The same is true for urban areas that have a higher density of buildings and facilities, a lower population density, and where there are no major thoroughfares.
Children who live in such an environment are more likely to be physically active, spend less time in sedentary activities, sleep longer and walk or bike to school, the researchers found. Barcelona Institute for Global Health, which is supported by the foundation
We’ve known for a long time that favorable environments are good for health, whether with green spaces or safe spaces where children can play, move around, where they can be children.commented Dr. Claudel Pétrin-Desrosiers, who chairs the Quebec Association of Physicians for the Environment.
” But here, having studied it in European cohorts in different countries over several years, I think it adds additional weight to the argument that the urban environment is perhaps even more important than we thought for health. toddlers. »
Such studies, she continues,
should encourage political decision-makers to pay a little more attention to the development of living environments to give everyone, including those in the most economically disadvantaged neighborhoods, the chance to grow up healthy.
The authors of the study looked at 1,581 children aged 6 to 11 from six European cohorts. They then assessed their exposure to 32 environmental characteristics, close to home or near school, such as the density of traffic on the nearest road or the proximity of green or blue spaces.

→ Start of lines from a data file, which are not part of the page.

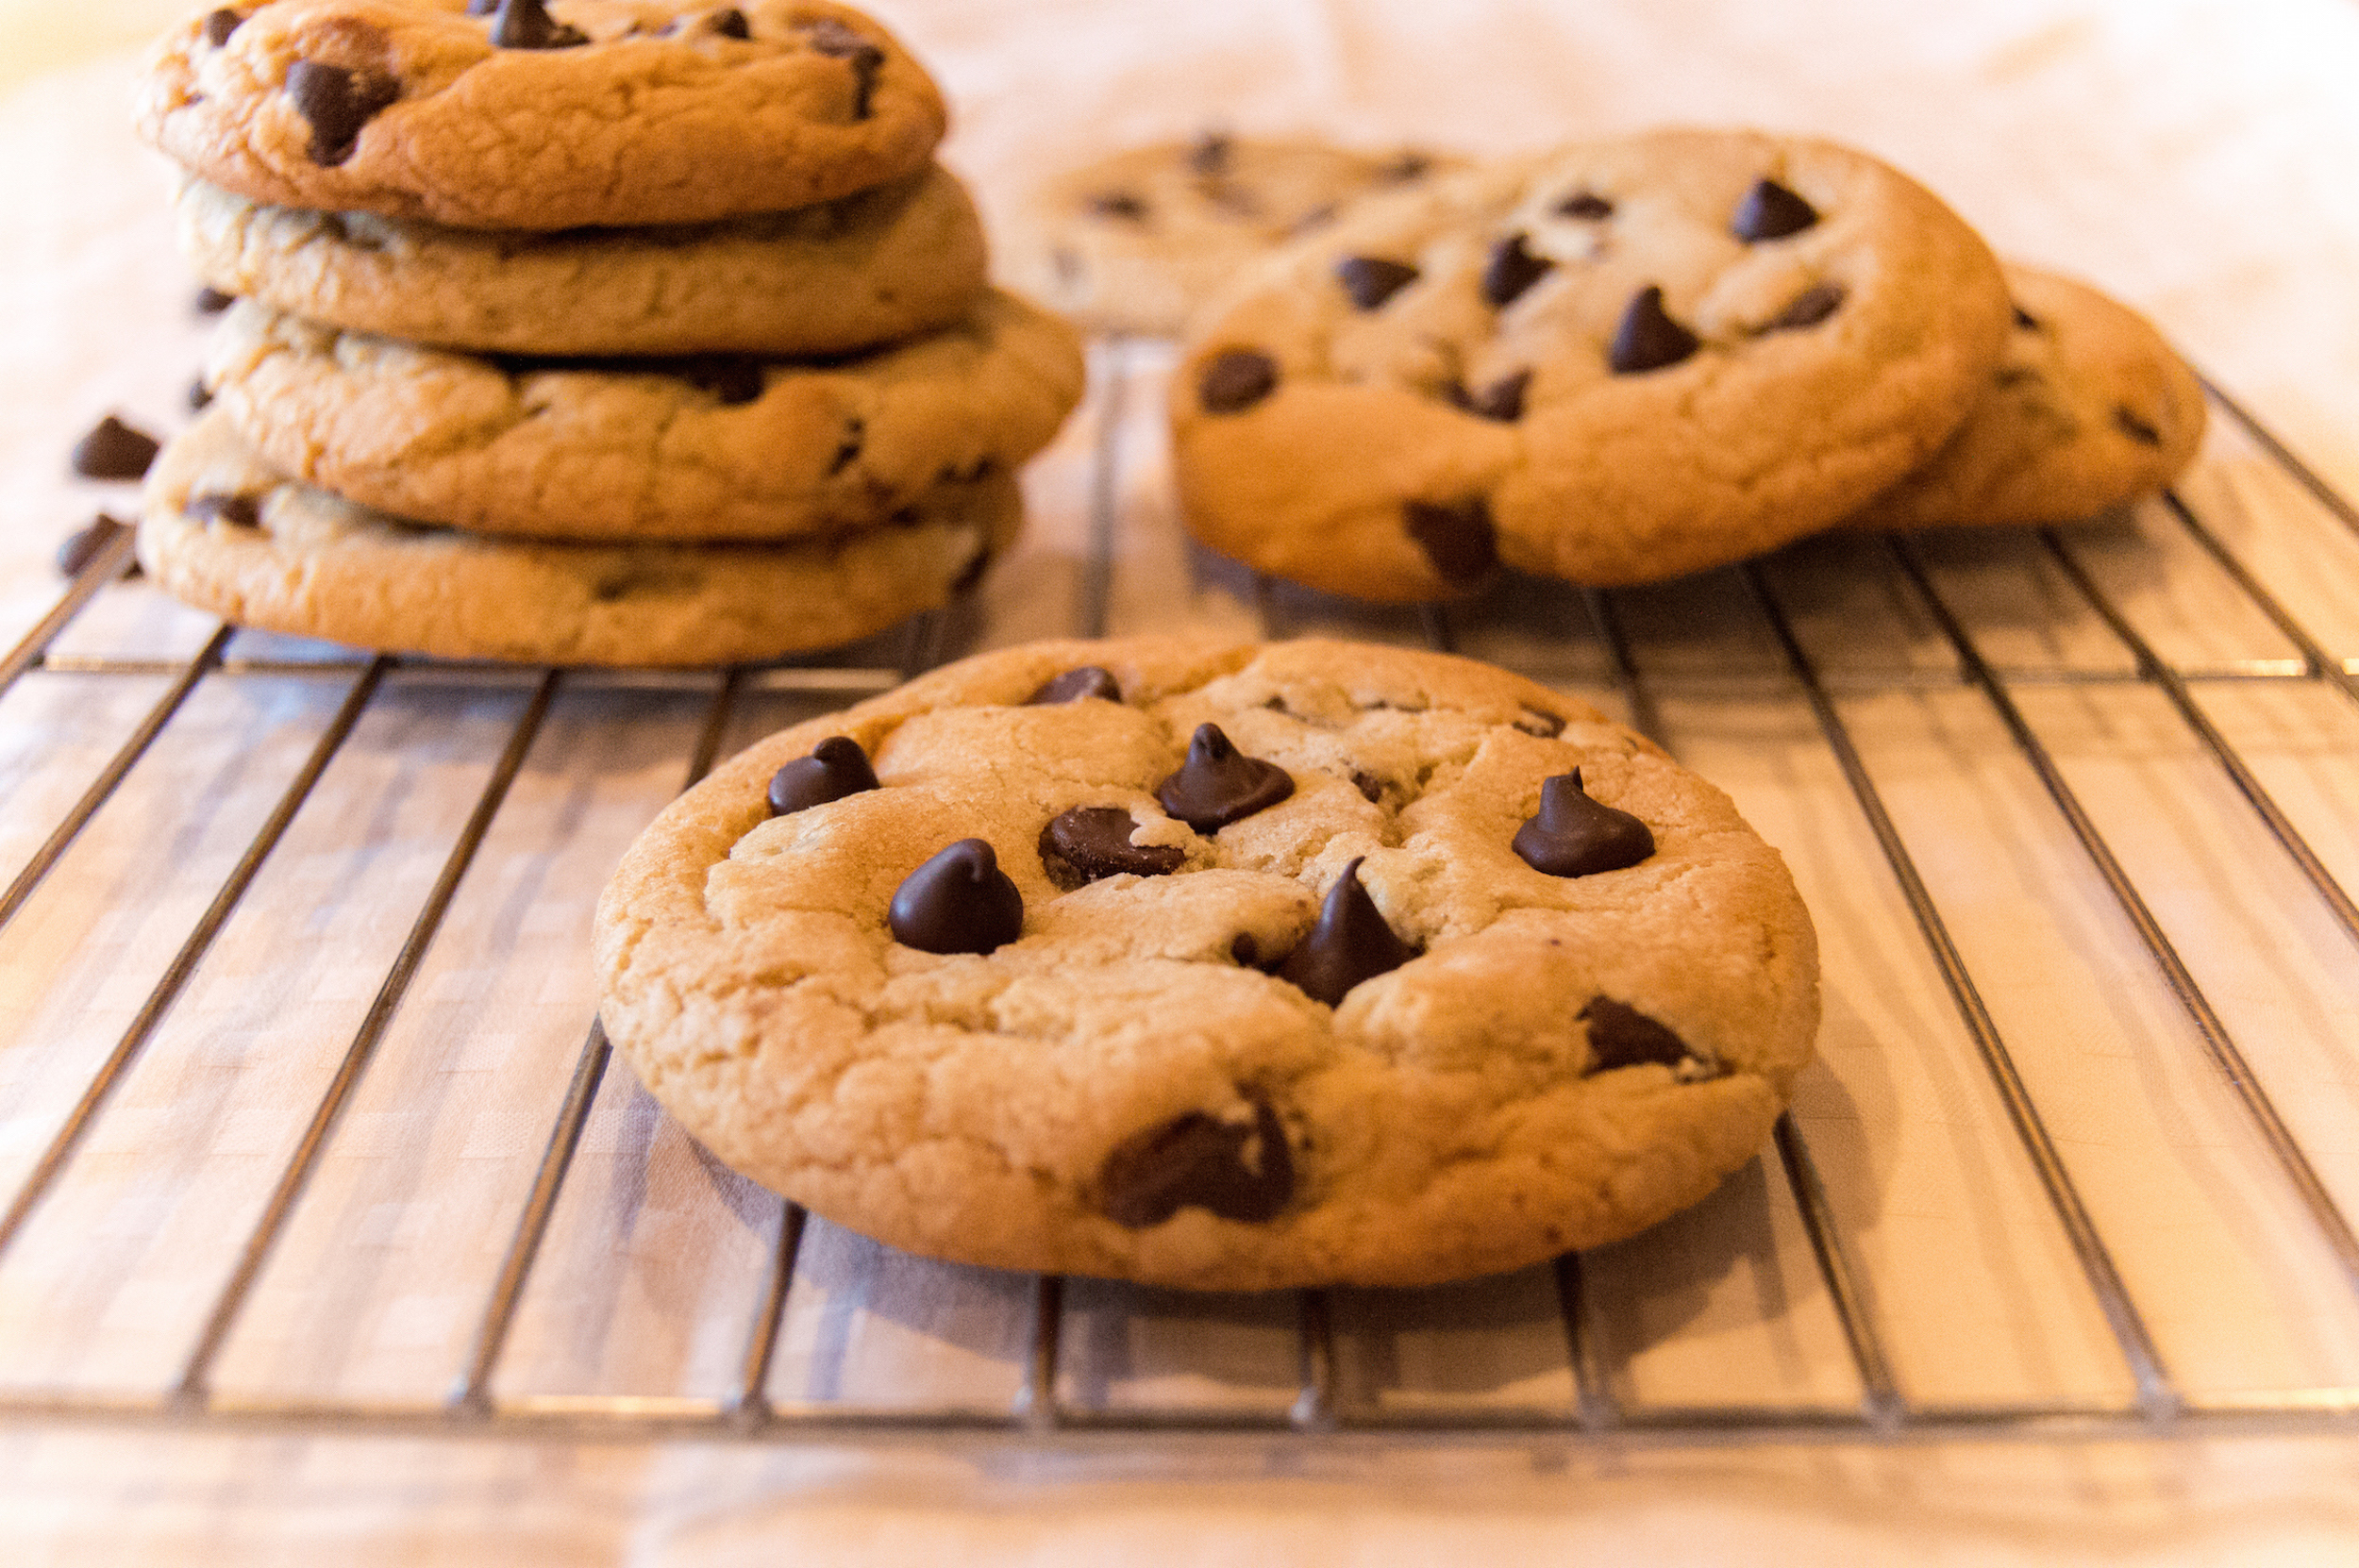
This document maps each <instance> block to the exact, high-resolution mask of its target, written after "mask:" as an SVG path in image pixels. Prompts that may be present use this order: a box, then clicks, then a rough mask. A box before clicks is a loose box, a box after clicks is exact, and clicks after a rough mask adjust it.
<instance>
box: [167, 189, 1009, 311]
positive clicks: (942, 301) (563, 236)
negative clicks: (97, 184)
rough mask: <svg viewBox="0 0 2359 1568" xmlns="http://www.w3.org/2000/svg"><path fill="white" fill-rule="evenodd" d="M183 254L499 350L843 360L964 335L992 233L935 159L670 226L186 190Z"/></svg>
mask: <svg viewBox="0 0 2359 1568" xmlns="http://www.w3.org/2000/svg"><path fill="white" fill-rule="evenodd" d="M177 207H179V248H182V252H184V255H186V257H189V264H191V266H193V269H196V276H198V278H201V281H203V283H208V285H212V288H217V290H222V292H226V295H245V297H252V299H262V302H264V304H271V307H276V309H281V311H290V314H295V316H304V318H309V321H323V323H328V325H337V328H347V330H354V332H377V335H382V337H403V340H408V342H420V344H441V347H451V349H479V351H491V354H842V351H849V349H866V347H870V344H882V342H894V340H901V337H913V335H918V332H929V330H934V328H944V325H951V323H953V321H958V318H960V316H965V314H967V309H970V307H972V304H974V299H977V295H981V290H984V274H986V266H988V257H986V252H984V224H981V219H979V217H977V212H974V203H972V200H970V198H967V191H965V186H962V184H960V182H958V177H955V174H951V172H948V170H944V167H941V165H934V167H929V170H925V172H920V174H911V177H908V179H896V182H892V184H882V186H875V189H868V191H859V193H854V196H842V198H837V200H830V203H819V205H814V207H797V210H793V212H767V215H757V217H741V219H729V222H722V224H701V226H670V229H571V231H564V233H531V231H500V233H491V231H481V229H443V226H441V224H422V222H406V219H396V217H377V215H373V212H311V210H304V207H264V205H257V203H250V200H245V198H243V196H236V193H231V191H224V189H219V186H210V184H205V182H201V179H189V182H182V189H179V200H177Z"/></svg>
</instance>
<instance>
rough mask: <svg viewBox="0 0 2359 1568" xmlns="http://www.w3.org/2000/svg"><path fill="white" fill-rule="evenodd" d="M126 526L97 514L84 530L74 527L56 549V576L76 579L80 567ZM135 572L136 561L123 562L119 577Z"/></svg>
mask: <svg viewBox="0 0 2359 1568" xmlns="http://www.w3.org/2000/svg"><path fill="white" fill-rule="evenodd" d="M127 528H130V523H125V521H120V519H113V516H106V514H104V512H99V514H97V516H94V519H92V521H90V526H87V528H75V531H73V533H68V535H66V542H64V545H59V547H57V573H59V575H61V578H80V575H83V568H85V566H90V564H92V561H94V559H97V556H99V552H101V549H106V547H109V545H111V542H113V540H116V535H118V533H123V531H127ZM134 571H139V564H137V561H125V566H123V575H130V573H134Z"/></svg>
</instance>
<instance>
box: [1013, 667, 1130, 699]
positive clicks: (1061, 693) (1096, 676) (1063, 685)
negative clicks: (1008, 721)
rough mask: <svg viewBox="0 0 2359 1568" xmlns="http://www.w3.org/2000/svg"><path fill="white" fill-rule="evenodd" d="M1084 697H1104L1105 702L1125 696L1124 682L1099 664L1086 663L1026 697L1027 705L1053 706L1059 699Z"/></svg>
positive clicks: (1069, 698)
mask: <svg viewBox="0 0 2359 1568" xmlns="http://www.w3.org/2000/svg"><path fill="white" fill-rule="evenodd" d="M1083 698H1102V700H1106V703H1121V700H1123V684H1121V681H1116V679H1113V674H1111V672H1109V670H1104V667H1099V665H1083V667H1080V670H1066V672H1064V674H1059V677H1057V679H1054V681H1047V684H1045V686H1040V691H1036V693H1031V696H1029V698H1024V705H1026V707H1052V705H1057V703H1080V700H1083Z"/></svg>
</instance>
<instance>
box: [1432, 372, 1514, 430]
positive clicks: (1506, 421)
mask: <svg viewBox="0 0 2359 1568" xmlns="http://www.w3.org/2000/svg"><path fill="white" fill-rule="evenodd" d="M1529 387H1531V370H1517V373H1514V375H1503V377H1498V380H1496V382H1491V384H1489V387H1484V389H1481V391H1467V389H1465V387H1463V384H1458V382H1451V387H1448V398H1451V403H1456V406H1458V408H1465V410H1467V413H1470V415H1474V417H1477V420H1498V422H1500V424H1514V422H1517V420H1522V417H1524V391H1526V389H1529Z"/></svg>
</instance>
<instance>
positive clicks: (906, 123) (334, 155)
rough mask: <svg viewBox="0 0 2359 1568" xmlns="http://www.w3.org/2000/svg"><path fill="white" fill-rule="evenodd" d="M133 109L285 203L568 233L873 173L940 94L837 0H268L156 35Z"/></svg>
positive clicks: (919, 149) (210, 177)
mask: <svg viewBox="0 0 2359 1568" xmlns="http://www.w3.org/2000/svg"><path fill="white" fill-rule="evenodd" d="M137 123H139V134H142V137H146V141H151V144H153V146H158V149H160V151H163V153H167V156H172V158H175V160H179V163H182V165H184V167H189V170H191V172H193V174H198V177H201V179H205V182H210V184H217V186H222V189H229V191H236V193H241V196H248V198H252V200H259V203H269V205H278V207H314V210H323V212H385V215H389V217H418V219H432V222H439V224H453V226H462V229H573V226H580V224H602V226H627V224H705V222H715V219H724V217H741V215H748V212H781V210H786V207H804V205H811V203H819V200H833V198H835V196H847V193H852V191H863V189H868V186H873V184H882V182H887V179H899V177H903V174H915V172H918V170H920V167H925V163H927V158H929V156H932V151H934V144H937V141H939V139H941V132H944V125H946V111H944V104H941V94H939V90H937V87H934V83H932V80H929V78H927V75H925V71H922V68H920V66H918V61H913V59H911V57H908V52H906V50H903V47H901V45H899V42H894V38H892V35H889V33H887V31H885V28H882V26H880V24H878V21H873V19H870V17H863V14H861V12H854V9H849V7H842V5H828V2H826V0H741V2H738V5H696V2H686V5H684V2H679V0H557V2H554V9H552V7H545V5H540V2H538V0H500V2H498V7H493V5H491V0H472V5H460V0H274V2H271V5H245V7H219V9H212V12H208V14H198V17H191V19H189V21H186V24H182V26H179V28H175V31H172V33H167V35H165V38H163V40H160V42H158V45H156V50H153V52H151V54H149V61H146V73H144V80H142V85H139V104H137Z"/></svg>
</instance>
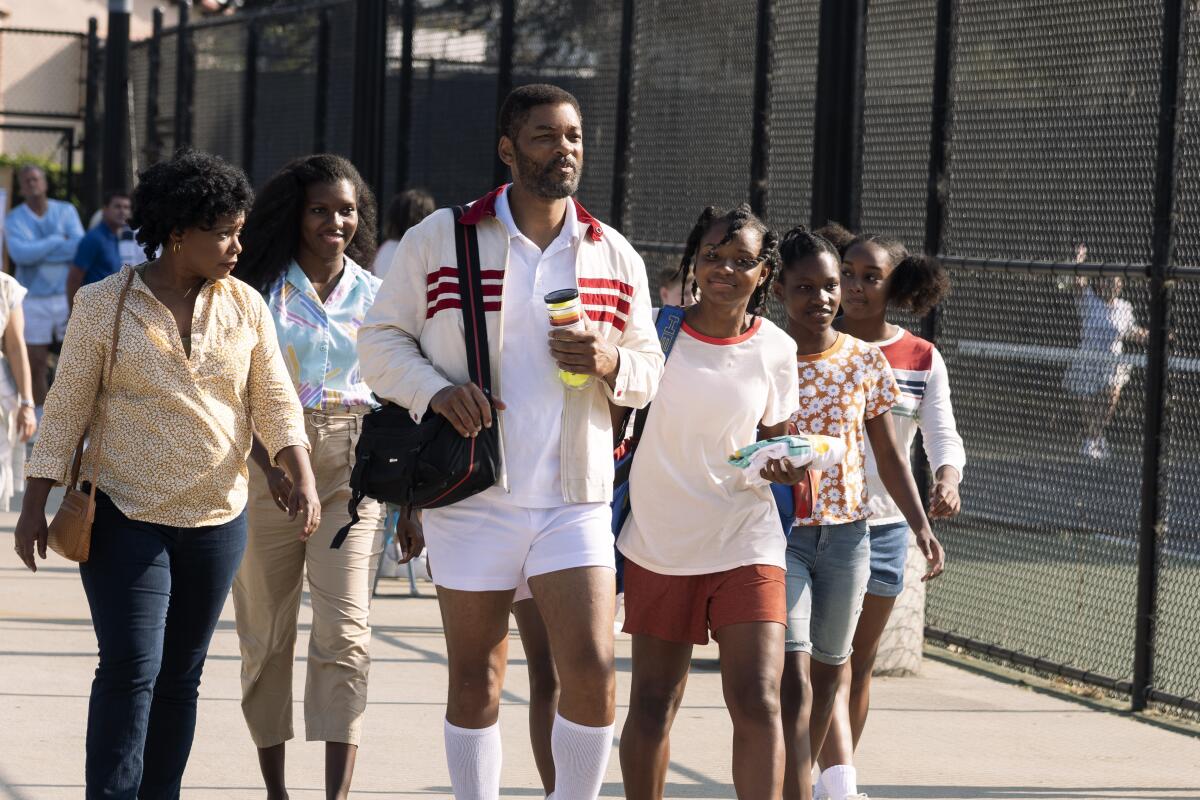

Researchers found that the use of active transportation increased, and time spent in sedentary activities decreased, where children were exposed to more green spaces. In addition, the proximity of a major artery cut almost five minutes per night, on average, from children’s sleep time.
Nearly two-thirds of the children in this study were not getting at least 60 minutes of moderate or vigorous physical activity per day, as recommended by the World Health Organization. Nearly 60% of them spent at least two hours a day on a screen.
Supportive urban planning helps address several pressing health issues that affect children, including the fact that many are sedentary, that we often move little at this timeunderlined Dr. Pétrin-Desrosiers.
But having favorable environments allows us to have children who are more active. It is good for health in the short, medium and long term.
The primary determinant of an individual’s health, she adds,
% de sa santé.”,”text”:”n’est pas l’accès à un médecin de famille ou au système de santé, mais plutôt l’environnement dans lequel il existe et qui est responsable d’environ 70% de sa santé.”}}”>is not access to a family doctor or the health care system, but rather the environment in which he exists and which is responsible for about 70% of his health.
Such studies demonstrate that, for a population of children, it is possible to act very concretely in the development of our living environments and our communities, outside of what can be done in the network. of health, to contribute to good health and to put in place healthy pillarsdid she say.
We must also stop believing that a
contact with nature is necessarily a three day hike in the Rockies.
When we offer children access to community sports, when we establish protected cycle paths or fairly wide sidewalks, when we offer attractive parks, the impact is not long in being felt.said Dr. Pétrin-Desrosiers.
We saw it with the green alleysshe concluded.
Parents feel much safer sending their child outside to play because the risk of an accident with an automobile is greatly reduced. People will make the right decisions if they are given the opportunity to do so, and that includes having access in their community, in their neighbourhood, to quality green spaces.
The cohorts of children studied came from the UK, France, Spain, Lithuania, Norway and Greece.
The findings of this study were published by the journal Environment International.